So, according to the Why use the Content Pipeline page:
When we load the .png from storage at runtime, the texture is then loaded into memory and decompressed/unpacked from its compressed png format into raw bytes. A new texture is then created for that data because your device cannot decompress on the fly (yet) so it has to use that data as is. Creating the texture uses 262kb of graphics memory on the GPU.
So, my understanding of what is happening when you use function like Texture2D.FromStream() is:
- The image is loaded from the memory/file stream and uploaded to the GPU
- On the GPU, the texture is decompressed from a .png to an unoptimized texture format (raw pixel color values)

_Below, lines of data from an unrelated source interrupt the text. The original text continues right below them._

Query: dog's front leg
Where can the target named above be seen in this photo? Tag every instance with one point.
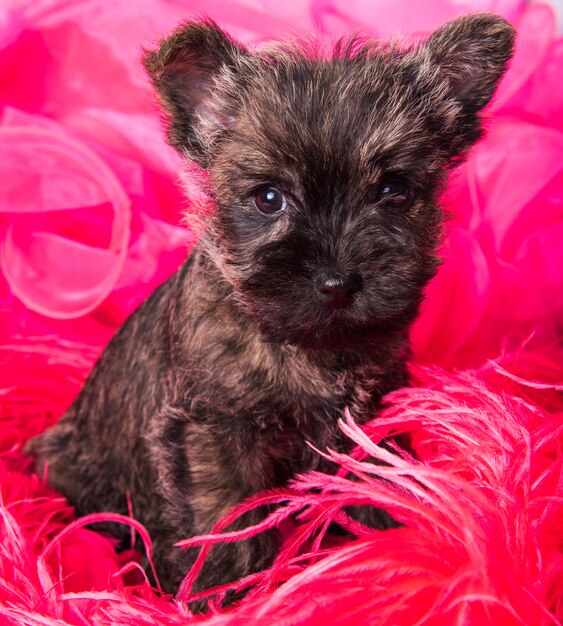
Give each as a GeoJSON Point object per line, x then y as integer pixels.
{"type": "Point", "coordinates": [204, 472]}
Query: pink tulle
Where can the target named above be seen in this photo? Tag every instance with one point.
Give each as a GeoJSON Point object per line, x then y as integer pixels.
{"type": "Point", "coordinates": [90, 223]}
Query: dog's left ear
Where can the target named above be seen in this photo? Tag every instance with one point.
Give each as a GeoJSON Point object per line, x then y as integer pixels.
{"type": "Point", "coordinates": [457, 71]}
{"type": "Point", "coordinates": [471, 54]}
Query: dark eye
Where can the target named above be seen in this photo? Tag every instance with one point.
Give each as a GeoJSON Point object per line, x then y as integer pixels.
{"type": "Point", "coordinates": [396, 192]}
{"type": "Point", "coordinates": [270, 200]}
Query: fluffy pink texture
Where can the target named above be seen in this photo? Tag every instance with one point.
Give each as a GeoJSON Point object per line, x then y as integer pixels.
{"type": "Point", "coordinates": [89, 225]}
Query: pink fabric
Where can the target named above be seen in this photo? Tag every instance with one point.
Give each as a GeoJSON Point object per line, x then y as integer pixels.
{"type": "Point", "coordinates": [90, 214]}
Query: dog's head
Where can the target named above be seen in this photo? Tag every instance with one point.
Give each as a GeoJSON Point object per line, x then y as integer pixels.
{"type": "Point", "coordinates": [325, 171]}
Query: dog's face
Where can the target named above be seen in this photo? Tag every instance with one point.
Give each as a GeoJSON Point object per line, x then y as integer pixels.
{"type": "Point", "coordinates": [325, 172]}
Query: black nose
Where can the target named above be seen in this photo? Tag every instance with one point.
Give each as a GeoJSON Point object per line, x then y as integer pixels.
{"type": "Point", "coordinates": [336, 287]}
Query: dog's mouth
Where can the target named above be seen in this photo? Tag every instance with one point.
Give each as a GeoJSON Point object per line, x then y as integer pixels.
{"type": "Point", "coordinates": [340, 332]}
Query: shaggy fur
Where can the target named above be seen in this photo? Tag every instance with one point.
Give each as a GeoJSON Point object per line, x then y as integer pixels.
{"type": "Point", "coordinates": [277, 321]}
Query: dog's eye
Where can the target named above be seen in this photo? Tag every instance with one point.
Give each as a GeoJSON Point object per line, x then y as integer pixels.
{"type": "Point", "coordinates": [270, 200]}
{"type": "Point", "coordinates": [395, 192]}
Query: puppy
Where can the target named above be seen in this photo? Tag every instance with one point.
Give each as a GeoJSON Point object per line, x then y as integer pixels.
{"type": "Point", "coordinates": [324, 173]}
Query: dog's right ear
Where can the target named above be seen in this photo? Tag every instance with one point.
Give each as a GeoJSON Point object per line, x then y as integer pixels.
{"type": "Point", "coordinates": [194, 72]}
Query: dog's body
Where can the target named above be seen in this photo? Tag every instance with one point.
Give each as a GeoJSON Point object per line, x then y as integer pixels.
{"type": "Point", "coordinates": [298, 299]}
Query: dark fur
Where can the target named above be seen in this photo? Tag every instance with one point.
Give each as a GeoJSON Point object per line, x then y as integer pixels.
{"type": "Point", "coordinates": [211, 389]}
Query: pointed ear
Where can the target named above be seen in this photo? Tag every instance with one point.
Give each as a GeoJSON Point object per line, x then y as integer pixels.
{"type": "Point", "coordinates": [194, 73]}
{"type": "Point", "coordinates": [471, 54]}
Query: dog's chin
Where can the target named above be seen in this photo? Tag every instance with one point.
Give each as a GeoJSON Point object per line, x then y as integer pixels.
{"type": "Point", "coordinates": [328, 338]}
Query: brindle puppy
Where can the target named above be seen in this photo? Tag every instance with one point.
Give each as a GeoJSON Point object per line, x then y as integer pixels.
{"type": "Point", "coordinates": [297, 301]}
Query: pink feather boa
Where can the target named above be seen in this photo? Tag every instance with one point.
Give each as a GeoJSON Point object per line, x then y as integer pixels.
{"type": "Point", "coordinates": [88, 183]}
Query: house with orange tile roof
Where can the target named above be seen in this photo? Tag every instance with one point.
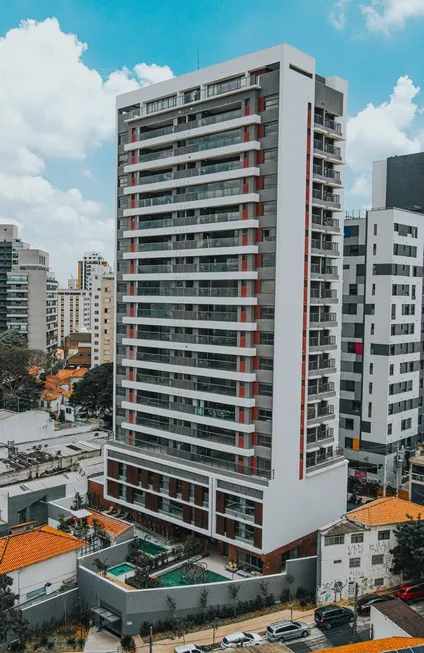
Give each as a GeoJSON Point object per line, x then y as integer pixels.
{"type": "Point", "coordinates": [355, 550]}
{"type": "Point", "coordinates": [39, 561]}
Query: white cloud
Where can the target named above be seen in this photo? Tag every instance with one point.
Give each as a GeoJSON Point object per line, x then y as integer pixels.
{"type": "Point", "coordinates": [381, 131]}
{"type": "Point", "coordinates": [337, 15]}
{"type": "Point", "coordinates": [54, 106]}
{"type": "Point", "coordinates": [386, 15]}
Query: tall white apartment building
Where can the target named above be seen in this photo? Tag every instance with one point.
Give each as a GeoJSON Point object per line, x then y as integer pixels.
{"type": "Point", "coordinates": [32, 299]}
{"type": "Point", "coordinates": [381, 390]}
{"type": "Point", "coordinates": [102, 307]}
{"type": "Point", "coordinates": [229, 202]}
{"type": "Point", "coordinates": [73, 311]}
{"type": "Point", "coordinates": [92, 263]}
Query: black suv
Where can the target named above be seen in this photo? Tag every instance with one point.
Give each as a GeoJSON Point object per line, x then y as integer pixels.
{"type": "Point", "coordinates": [332, 615]}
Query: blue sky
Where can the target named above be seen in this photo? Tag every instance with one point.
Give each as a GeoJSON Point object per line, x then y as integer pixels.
{"type": "Point", "coordinates": [57, 176]}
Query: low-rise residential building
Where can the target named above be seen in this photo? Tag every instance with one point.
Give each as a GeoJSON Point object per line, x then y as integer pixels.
{"type": "Point", "coordinates": [395, 619]}
{"type": "Point", "coordinates": [356, 549]}
{"type": "Point", "coordinates": [39, 561]}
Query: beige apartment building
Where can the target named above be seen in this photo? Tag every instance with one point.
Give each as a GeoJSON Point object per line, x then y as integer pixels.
{"type": "Point", "coordinates": [102, 318]}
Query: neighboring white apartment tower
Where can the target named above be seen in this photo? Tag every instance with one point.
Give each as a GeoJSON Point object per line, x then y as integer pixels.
{"type": "Point", "coordinates": [102, 306]}
{"type": "Point", "coordinates": [32, 300]}
{"type": "Point", "coordinates": [381, 341]}
{"type": "Point", "coordinates": [91, 263]}
{"type": "Point", "coordinates": [230, 197]}
{"type": "Point", "coordinates": [73, 311]}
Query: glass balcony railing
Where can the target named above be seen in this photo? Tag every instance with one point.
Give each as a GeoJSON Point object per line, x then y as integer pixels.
{"type": "Point", "coordinates": [211, 218]}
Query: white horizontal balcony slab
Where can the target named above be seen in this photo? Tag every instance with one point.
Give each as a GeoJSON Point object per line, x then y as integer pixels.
{"type": "Point", "coordinates": [194, 324]}
{"type": "Point", "coordinates": [189, 346]}
{"type": "Point", "coordinates": [193, 371]}
{"type": "Point", "coordinates": [205, 130]}
{"type": "Point", "coordinates": [194, 228]}
{"type": "Point", "coordinates": [237, 173]}
{"type": "Point", "coordinates": [214, 152]}
{"type": "Point", "coordinates": [190, 394]}
{"type": "Point", "coordinates": [196, 419]}
{"type": "Point", "coordinates": [199, 442]}
{"type": "Point", "coordinates": [193, 253]}
{"type": "Point", "coordinates": [225, 200]}
{"type": "Point", "coordinates": [192, 299]}
{"type": "Point", "coordinates": [191, 276]}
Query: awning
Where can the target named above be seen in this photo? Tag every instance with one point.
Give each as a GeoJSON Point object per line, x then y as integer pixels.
{"type": "Point", "coordinates": [106, 615]}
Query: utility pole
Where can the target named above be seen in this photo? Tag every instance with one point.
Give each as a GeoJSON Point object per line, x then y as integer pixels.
{"type": "Point", "coordinates": [355, 616]}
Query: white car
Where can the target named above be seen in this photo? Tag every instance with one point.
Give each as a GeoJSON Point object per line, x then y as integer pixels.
{"type": "Point", "coordinates": [235, 640]}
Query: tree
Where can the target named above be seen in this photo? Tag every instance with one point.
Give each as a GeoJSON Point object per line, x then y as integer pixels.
{"type": "Point", "coordinates": [408, 554]}
{"type": "Point", "coordinates": [101, 566]}
{"type": "Point", "coordinates": [203, 600]}
{"type": "Point", "coordinates": [93, 395]}
{"type": "Point", "coordinates": [234, 592]}
{"type": "Point", "coordinates": [12, 620]}
{"type": "Point", "coordinates": [13, 339]}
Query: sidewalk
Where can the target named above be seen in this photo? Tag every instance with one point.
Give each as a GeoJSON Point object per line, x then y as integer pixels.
{"type": "Point", "coordinates": [205, 637]}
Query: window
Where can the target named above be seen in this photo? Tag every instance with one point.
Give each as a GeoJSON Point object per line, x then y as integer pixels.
{"type": "Point", "coordinates": [266, 364]}
{"type": "Point", "coordinates": [330, 540]}
{"type": "Point", "coordinates": [270, 127]}
{"type": "Point", "coordinates": [384, 535]}
{"type": "Point", "coordinates": [358, 538]}
{"type": "Point", "coordinates": [377, 559]}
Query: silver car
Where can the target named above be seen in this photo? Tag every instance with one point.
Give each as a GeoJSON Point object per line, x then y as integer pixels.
{"type": "Point", "coordinates": [281, 631]}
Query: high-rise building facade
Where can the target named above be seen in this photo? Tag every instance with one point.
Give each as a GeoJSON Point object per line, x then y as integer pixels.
{"type": "Point", "coordinates": [32, 300]}
{"type": "Point", "coordinates": [91, 263]}
{"type": "Point", "coordinates": [73, 311]}
{"type": "Point", "coordinates": [230, 196]}
{"type": "Point", "coordinates": [381, 383]}
{"type": "Point", "coordinates": [102, 296]}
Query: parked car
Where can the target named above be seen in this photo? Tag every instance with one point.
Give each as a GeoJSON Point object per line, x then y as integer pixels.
{"type": "Point", "coordinates": [332, 615]}
{"type": "Point", "coordinates": [364, 604]}
{"type": "Point", "coordinates": [235, 640]}
{"type": "Point", "coordinates": [411, 592]}
{"type": "Point", "coordinates": [280, 631]}
{"type": "Point", "coordinates": [192, 648]}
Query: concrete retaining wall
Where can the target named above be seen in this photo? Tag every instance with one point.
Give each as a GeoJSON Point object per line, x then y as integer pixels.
{"type": "Point", "coordinates": [138, 606]}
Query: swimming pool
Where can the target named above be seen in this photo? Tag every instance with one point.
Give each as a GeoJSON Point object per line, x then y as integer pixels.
{"type": "Point", "coordinates": [120, 569]}
{"type": "Point", "coordinates": [150, 547]}
{"type": "Point", "coordinates": [174, 578]}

- The GPU memory occupied by the first texture is deallocated
- The raw, unoptimized version of texture is used
However, when you run your images through the Content Pipeline what happens is:
- When building content, the texture is compressed to a GPU-optimised format (for example, DXT on desktop) that is more performant than a raw image data
- When you call Content.Load(), the compressed version of the texture is uploaded to the GPU
- The uploaded GPU-optimised format is used, letting you save time spent on decompressing the texture and memory on the GPU as we are using a texture format optimised for GPU
So, my questions are:
- Am I understanding this correctly?
- When loading textures at runtime, does the old texture data from before the decompression get deallocated (step 3)
- Would it be possible to use the content pipeline at runtime (with something like MonoGame.RuntimeBuilder or even something like this library to do something similar, but cross-platform?